We demonstrated that AML BM has high expression of PD-1H and that PD-1H expression is higher in monocytic and myelomonocytic AML cells than non-monocytic AML cells and healthy donor BM. Also, PD-1H expression is higher in poor risk complex karyotype AML than in t(8;21) and t(15;17) good risk AML. The differential expression of PD-1H mRNA observed in TCGA AML correlates with the expression of AML surface PD-1H assessed by flow cytometry. For example, PD-1H expression on monocytic blasts is higher than on nonmonocytic blasts and PD-1H expression on complex karyotype AML blasts is higher than on t(8;21) good risk AML blasts (no data acquired for t(15;17) AML). This suggests that PD-1H targeting can be more effective in monocytic leukemia. It remains to be elucidated what regulates the expression level of PD-1H in different types of leukemia blasts; possibilities include altered signaling, epigenetic modulation, or cytokine-related modulation. We also found PD-1H expression in AML is correlated with poor survival.
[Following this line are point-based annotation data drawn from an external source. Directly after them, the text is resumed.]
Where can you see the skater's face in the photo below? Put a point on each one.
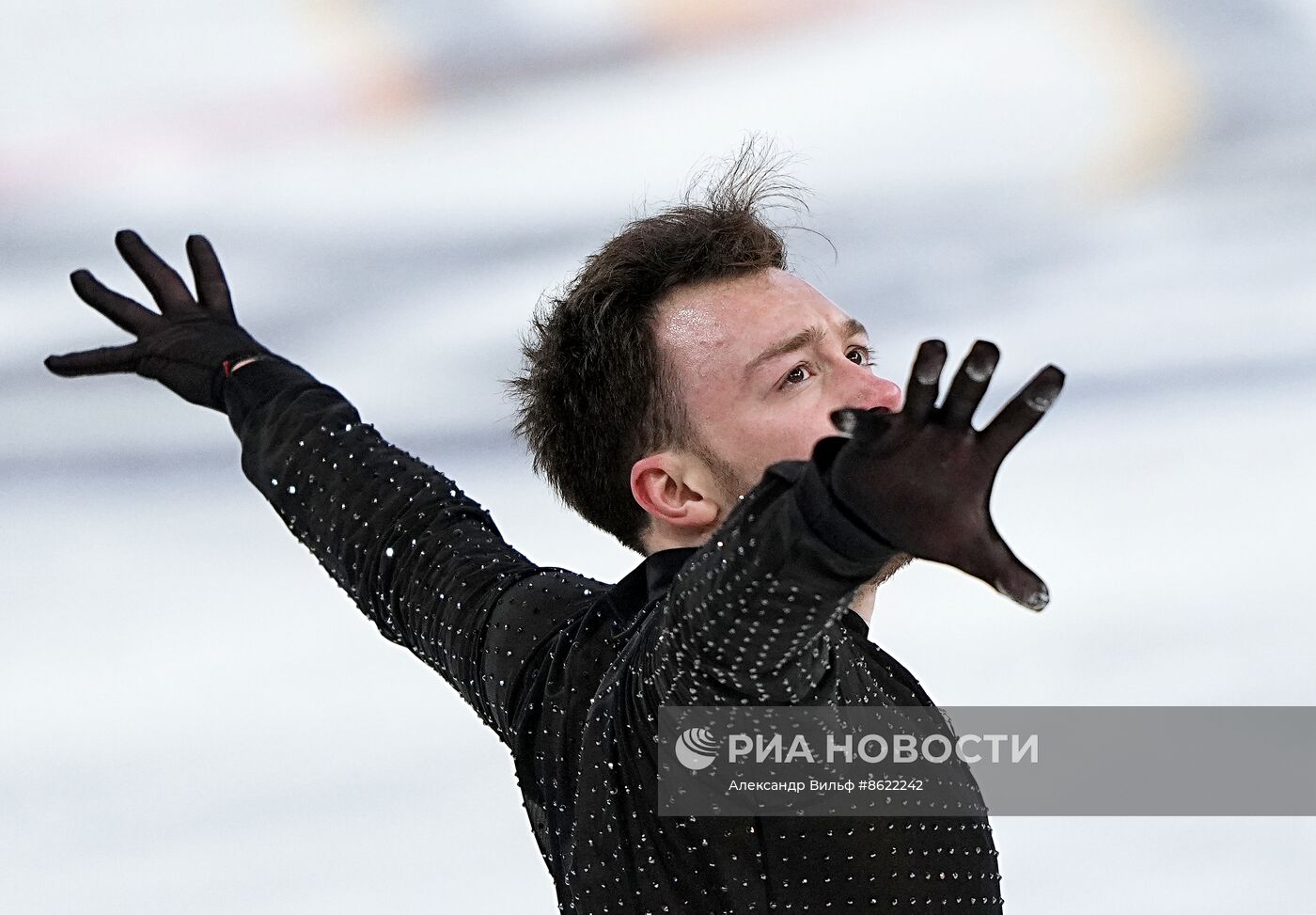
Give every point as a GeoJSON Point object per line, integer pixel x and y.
{"type": "Point", "coordinates": [762, 361]}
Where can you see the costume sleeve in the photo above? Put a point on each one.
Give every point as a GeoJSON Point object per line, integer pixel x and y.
{"type": "Point", "coordinates": [416, 555]}
{"type": "Point", "coordinates": [752, 614]}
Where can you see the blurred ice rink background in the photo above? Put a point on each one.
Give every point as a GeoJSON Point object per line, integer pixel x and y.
{"type": "Point", "coordinates": [194, 718]}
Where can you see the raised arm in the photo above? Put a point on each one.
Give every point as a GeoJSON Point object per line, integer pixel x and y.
{"type": "Point", "coordinates": [418, 557]}
{"type": "Point", "coordinates": [747, 616]}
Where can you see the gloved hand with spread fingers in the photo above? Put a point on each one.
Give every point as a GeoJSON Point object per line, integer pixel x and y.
{"type": "Point", "coordinates": [188, 346]}
{"type": "Point", "coordinates": [921, 478]}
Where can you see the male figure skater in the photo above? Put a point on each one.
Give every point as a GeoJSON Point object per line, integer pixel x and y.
{"type": "Point", "coordinates": [682, 392]}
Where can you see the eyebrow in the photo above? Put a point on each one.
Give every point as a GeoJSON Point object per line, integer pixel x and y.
{"type": "Point", "coordinates": [851, 326]}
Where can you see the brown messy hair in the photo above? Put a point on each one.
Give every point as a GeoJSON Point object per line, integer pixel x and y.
{"type": "Point", "coordinates": [595, 394]}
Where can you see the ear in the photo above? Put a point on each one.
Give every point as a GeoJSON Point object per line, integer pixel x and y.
{"type": "Point", "coordinates": [674, 491]}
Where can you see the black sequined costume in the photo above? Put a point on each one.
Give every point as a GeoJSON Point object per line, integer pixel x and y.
{"type": "Point", "coordinates": [569, 671]}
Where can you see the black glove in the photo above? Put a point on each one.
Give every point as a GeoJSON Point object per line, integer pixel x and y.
{"type": "Point", "coordinates": [187, 345]}
{"type": "Point", "coordinates": [921, 478]}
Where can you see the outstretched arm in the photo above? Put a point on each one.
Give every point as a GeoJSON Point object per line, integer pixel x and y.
{"type": "Point", "coordinates": [418, 557]}
{"type": "Point", "coordinates": [747, 616]}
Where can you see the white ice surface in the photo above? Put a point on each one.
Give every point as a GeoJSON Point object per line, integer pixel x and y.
{"type": "Point", "coordinates": [194, 718]}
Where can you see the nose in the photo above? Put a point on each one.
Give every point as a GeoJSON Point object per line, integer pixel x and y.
{"type": "Point", "coordinates": [868, 391]}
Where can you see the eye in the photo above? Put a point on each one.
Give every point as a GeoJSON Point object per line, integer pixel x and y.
{"type": "Point", "coordinates": [798, 375]}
Worse survival in PD-1Hhigh AML may result from immune evasion induced by PD-1H, but other confounding factors that impact survival, including cytogenetics and certain genetic mutations, cannot be completely excluded to explain the worse survival in PD-1Hhigh AML.
We demonstrated the role of AML blast PD-1H on immune evasion in vitro and in vivo in a syngeneic AML model as well as in a humanized mouse model. Our results suggest that AML blast PD-1H acts as a ligand that suppresses T cell activation. It remains to be elucidated if AML blast PD-1H also suppresses the activation of innate immune cells such as macrophages, granulocytes, and NK cells. To our knowledge, this is one of few studies demonstrating that a co-inhibitory ligand on AML blasts induces immune evasion and that its blockade reverses the immune evasion in AML. In addition, we also showed the role of immune cell PD-1H in immune evasion in AML in mice with the full or conditional genetic deletion of PD-1H transplanted with syngeneic AML cells. Interestingly, macrophage/neutrophil PD-1H contributed more significantly to immune evasion in AML compared with T cell PD-1H. Our data is one of few studies demonstrating the significance of checkpoint molecules expressed on immune myeloid cells in cancer immune evasion, beyond CD47-SIRP1 alpha and PD-1-PD-L1 (80-82). But our data cannot completely rule out the possibility that this immune evasion in AML is from PD-1H on myeloid derived suppressor cells, which was recently shown using in vitro experiments(54). In addition, it remains to be investigated whether macrophage/granulocyte PD-1H acts as a ligand to suppress T cell activation or acts as a receptor. Interestingly, the genetic deletion of PD-1H from macrophages/granulocytes alone without T cells did not achieve an optimal anti-leukemia effect. This suggests that macrophage/granulocyte PD-1H has a baseline immune tolerance, but breaking tolerance in innate immunity by PD-1H blockade is not enough to generate a robust anti-leukemia effect without adaptive immunity from T cells.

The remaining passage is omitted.